By: Timothy Ray, DC, director of sports medicine
With more than 40 years of experience as a sports chiropractor my initial thoughts and fears of succeeding in practice are a distant but very clear memory. It is also one you, as a practitioner, will revisit regularly as you navigate your practice. As the director of the sports medicine program at UWS, I feel it is my responsibility to assist my students, where I can, in terms of helping them understand what it is like to be a sports chiropractor today.
I recently returned from Riga, Latvia where I was the chief of sport chiropractic services at the 5th CSIT World Sport Games. This is an International Olympic Committee sanctioned event involving 36 countries, with 3,000 athletes competing in 45 different sports at 22 sites throughout the city of Riga. The sports chiropractic team consisted of 18 doctors from eight different countries who are members of the International Federation of Sports Chiropractic (FICS). As the acting chair of the International Games Commission of FICS, I control selection, credentialing and logistics of all international FICS sanctioned venues and games. This allows me a global perspective of what to look for in a sports chiropractor, choosing those who will represent our profession and specialty to the world.

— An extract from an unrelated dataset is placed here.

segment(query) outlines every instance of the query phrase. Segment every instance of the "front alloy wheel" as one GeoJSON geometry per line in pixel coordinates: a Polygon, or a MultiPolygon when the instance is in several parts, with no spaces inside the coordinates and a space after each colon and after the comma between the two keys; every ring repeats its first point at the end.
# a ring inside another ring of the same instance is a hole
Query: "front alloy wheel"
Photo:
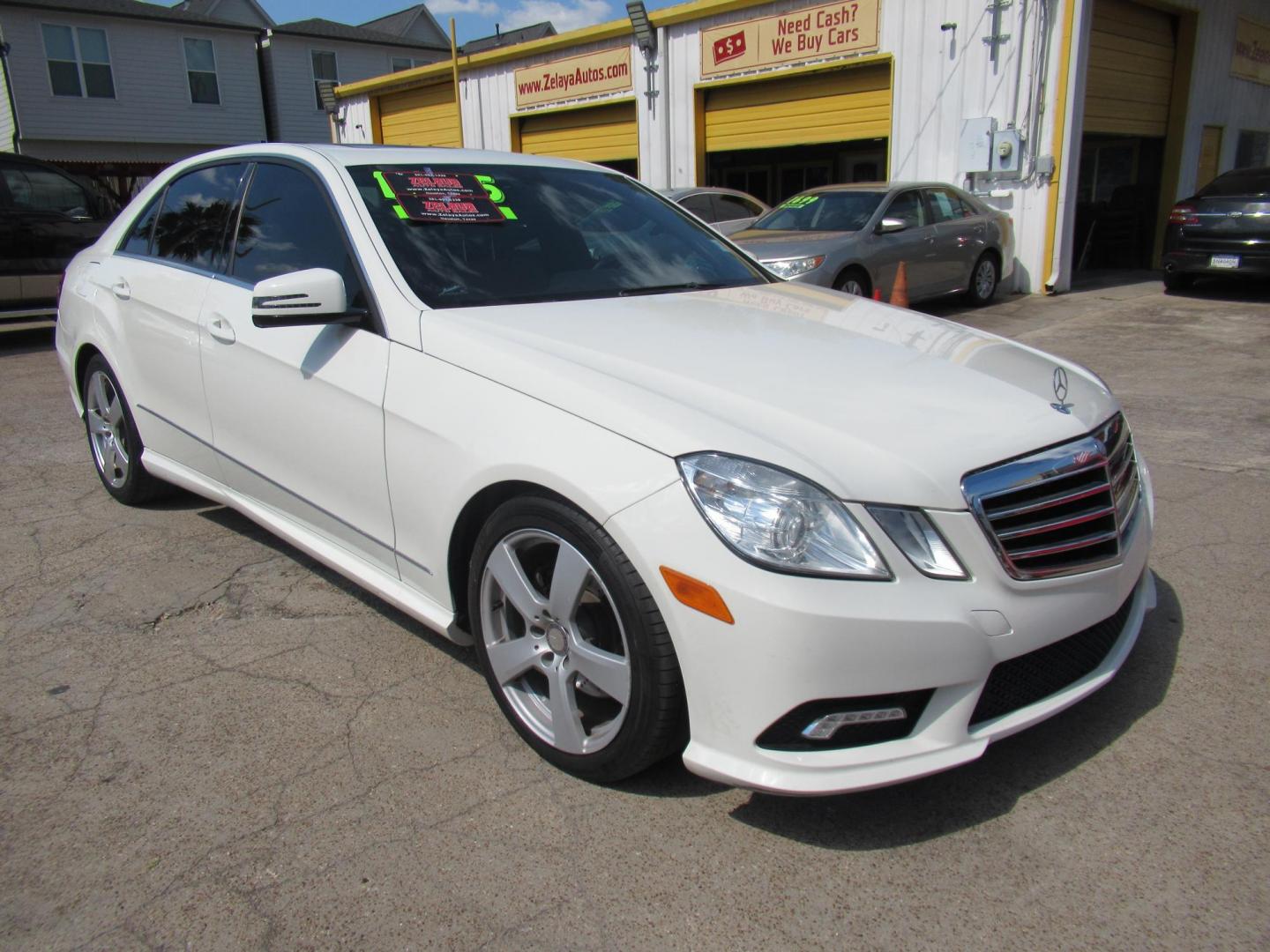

It is a dream of mine to allow my students to hit the ground running as sports chiropractors after graduation and licensure. To accomplish this I’d like to share the knowledge and experience I feel you need to focus on now to accomplish this goal.
What do we look for when choosing doctors from around the world to work an event of this stature? A very important aspect is commitment; the unrelenting commitment to your goal. This is what you are learning here by working tirelessly through your coursework. It is this ownership of this responsibility that you must hone to carry you beyond school You may perceive the course load here as being arduous, heavy and unremitting now, but it will also create the undying initiative and ability to succeed you will require in practice.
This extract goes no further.